10 ways to Reduce Bounce Rate

There are many reasons a visitor to your website may leave immediately and although not a fact, I believe that a low bounce rate is probably a factor in your search engine positions.
(Bounce rate is the number of site visitors who enter and leave on the same page, i.e they click to your website and then click the back button)

10 Annoying Factors which Increase Bounce Rate

1.Pop-Ups – If a second page pops up immediately after I click to a website, I assume that this will continue happening as I change pages, so I leave again. There really is no need to have pop-ups on a site these days.  If the information is worth showing, include it on the page, or create another page with the content and have a prominent link to it.

2. Music – Unless your website is about music there really is no0 need for it to start playing when I land on your page. Plus how do you know what kind of music I like? If I want music when I’m browsing, I’ll load up my media player and play what I like.

3. Slow Page Load Speeds – With the speed of hosting servers and broadband these days there really is no need for a slow website!  OK, so if it’s my bank or somewhere I really have to go I will put up with it, but if I’m looking to buy something and there are multiple vendors on-line, I’m very unlikely to wait for your pages to load if it’s quicker to press the back button and go to one of your competitors faster websites instead.

4. Poor Navigation – So you’ve designed the site, filled it with totally riveting information, so it’s essential to make the navigation intuitive enough that people can find what they are looking for. Try to keep it simple and obvious and if something is particularly relevant link to it from within the body of the page too.

5. No Contact Information – If people can’t find your contact details it makes it hard for them to contact you. If the website is commercial, you are probably expecting enquiries, so put your telephone number on every page in addition to a link to your contact form.

6. Excessive Animations – An easy trap to fall into if you are new to web design, you find a little gizmo which leaves sparkly stars trailing behind the cursor, then some flashing lights to put down the side, then a little dancing hamster to sit in the header.  Apart from looking incredibly tacky, at best it detracts from the important information on the page, at worst it makes it almost impossible to read.

7. Poor Grammar – Whilst I appreciate that not everyone has a Masters in English (or whatever local dialect you use), in fact, neither do I. But if you can’t spell, use a spell checker and if your grammar is poor, write in Word, use the grammar checker and then cut and paste it into your web pages.

8. Out Dated Content – If there is a new version of your software available, update the page and pictures. Likewise if you have a blog, be sure to update it from time to time, it doesn’t need to be a daily, or even weekly update, but if I notice it hasn’t been updated for years, I will assume the same is true of the rest of the site.

9. Immediate Registration Requirements – If the visitor needs to register before they can reach your content, forum or any other type of website, they will likely leave and find somewhere they can access it without giving their email address away.

10. Boring Content – Whilst I appreciate that certain subjects are more interesting than others, generally speaking your personal interests as opposed to your work, try to stop the content of pages sounding too much like a technical product brochure, if you dive straight in with a technical breakdown you will put a lot of people off, keep it professional but friendly, informative but not technical.
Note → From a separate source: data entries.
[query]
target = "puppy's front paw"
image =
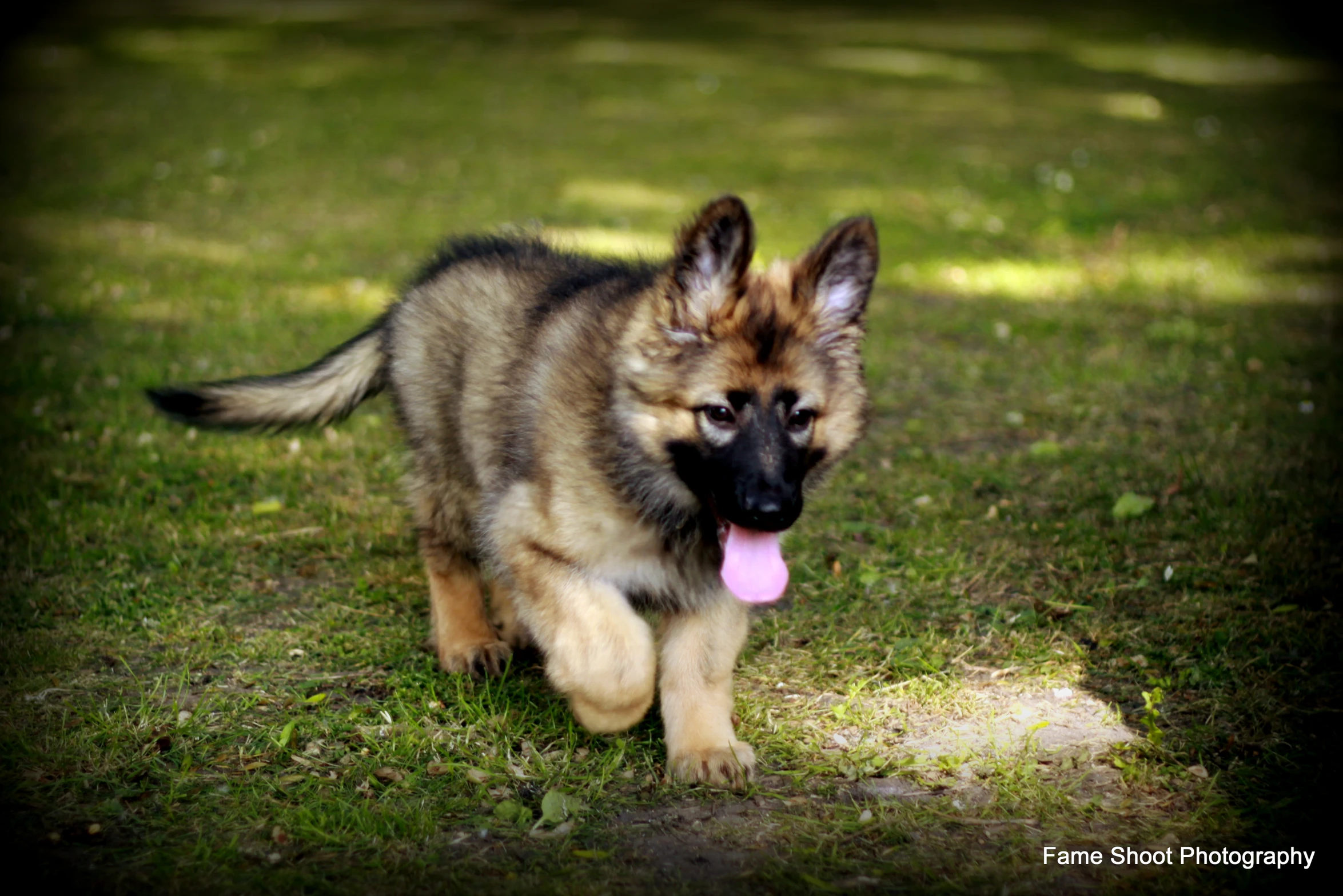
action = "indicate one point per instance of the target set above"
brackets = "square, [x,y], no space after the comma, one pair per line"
[475,659]
[731,765]
[607,718]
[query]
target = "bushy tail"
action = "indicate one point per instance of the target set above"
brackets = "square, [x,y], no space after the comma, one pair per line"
[320,393]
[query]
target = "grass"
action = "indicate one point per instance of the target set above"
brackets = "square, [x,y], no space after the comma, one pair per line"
[1110,266]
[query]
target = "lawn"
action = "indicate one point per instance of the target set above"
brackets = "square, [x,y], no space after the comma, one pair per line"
[1075,589]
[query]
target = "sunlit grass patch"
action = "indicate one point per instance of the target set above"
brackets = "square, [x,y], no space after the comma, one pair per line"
[1201,65]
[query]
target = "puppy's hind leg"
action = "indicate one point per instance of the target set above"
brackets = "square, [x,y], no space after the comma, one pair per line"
[505,619]
[464,639]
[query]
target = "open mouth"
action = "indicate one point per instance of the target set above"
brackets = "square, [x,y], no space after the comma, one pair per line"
[752,564]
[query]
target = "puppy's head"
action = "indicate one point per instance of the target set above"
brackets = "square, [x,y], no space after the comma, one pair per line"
[748,384]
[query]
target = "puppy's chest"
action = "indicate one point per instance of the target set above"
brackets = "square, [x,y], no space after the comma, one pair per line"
[655,572]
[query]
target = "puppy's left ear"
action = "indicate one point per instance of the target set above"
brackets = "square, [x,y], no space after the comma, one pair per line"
[712,255]
[836,277]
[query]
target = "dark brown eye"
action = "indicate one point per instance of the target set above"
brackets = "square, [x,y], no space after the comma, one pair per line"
[719,414]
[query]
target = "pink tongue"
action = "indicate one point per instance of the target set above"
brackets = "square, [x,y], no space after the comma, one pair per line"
[752,565]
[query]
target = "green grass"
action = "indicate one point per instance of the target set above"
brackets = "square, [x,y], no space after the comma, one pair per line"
[1111,261]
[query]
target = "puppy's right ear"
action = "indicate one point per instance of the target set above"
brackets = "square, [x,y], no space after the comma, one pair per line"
[712,257]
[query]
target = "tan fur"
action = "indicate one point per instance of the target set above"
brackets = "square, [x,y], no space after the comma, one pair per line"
[544,397]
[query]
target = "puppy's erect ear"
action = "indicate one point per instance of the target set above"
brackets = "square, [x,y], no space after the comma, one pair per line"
[836,277]
[712,257]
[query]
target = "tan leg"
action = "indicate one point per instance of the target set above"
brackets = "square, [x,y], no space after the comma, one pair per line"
[598,651]
[699,651]
[505,619]
[464,639]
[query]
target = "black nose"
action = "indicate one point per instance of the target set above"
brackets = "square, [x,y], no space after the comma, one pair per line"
[770,507]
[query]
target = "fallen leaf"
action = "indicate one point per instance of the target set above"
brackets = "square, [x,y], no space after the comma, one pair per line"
[559,831]
[556,806]
[1131,505]
[286,733]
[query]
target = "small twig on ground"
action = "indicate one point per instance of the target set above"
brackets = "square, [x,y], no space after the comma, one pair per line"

You can always add technical specifications on another page for those who want to read them.

This post really does just scratch the surface, there are probably hundreds of things which put different people off, so what is your top one?

8 thoughts on “10 ways to Reduce Bounce Rate

  1. Suze says:

    My pet hate is the times roman font used online. It is fine for print, but just somehow just does not work on the web.

    • Steve says:

      Yes true, but this drifts into the scope of bad navigation, fonts and colours as well as the site design, I’ve seen a few which probably looked great until the webmaster populated the template.

  2. Spammy Name Removed says:

    this is all good information i thank you for posting such useful information on internet

  3. Mickey says:

    Do they even have pop ups any more, I have had a blocker installed for years now and presumed everyone has, so it isnt worth them including them really as nobody even sees them

  4. robert phill says:

    yes. i agree with you. your title is very exclusive. thanks for the sharing this.

  5. Scutter says:

    How about this? not actually add the correct information on the page desired for landing, therefore a link is apparent and clear to the page containing the desired information, this initiates a click away from the landing page, therefore this will reduce bounce rate also.

    This is strategy I have applied to reduce bounce rate exponentially on various site. And can tell you it works.

  6. Steve says:

    That’s a nice little trick for reducing the bounce rate if I understand you right. You are saying optimise a landing page but don’t offer the info’ from there, make it from a sub page, so the visitor has to click to the second page.

    The positive side of this, is that if bounce rate is part of Google’s algorithm it will certainly reduce it if done well. However, the negative side is that it will become very difficult for you to track bounce rate as unless you offer better info’ than you did previously people will click once then leave the site anyway.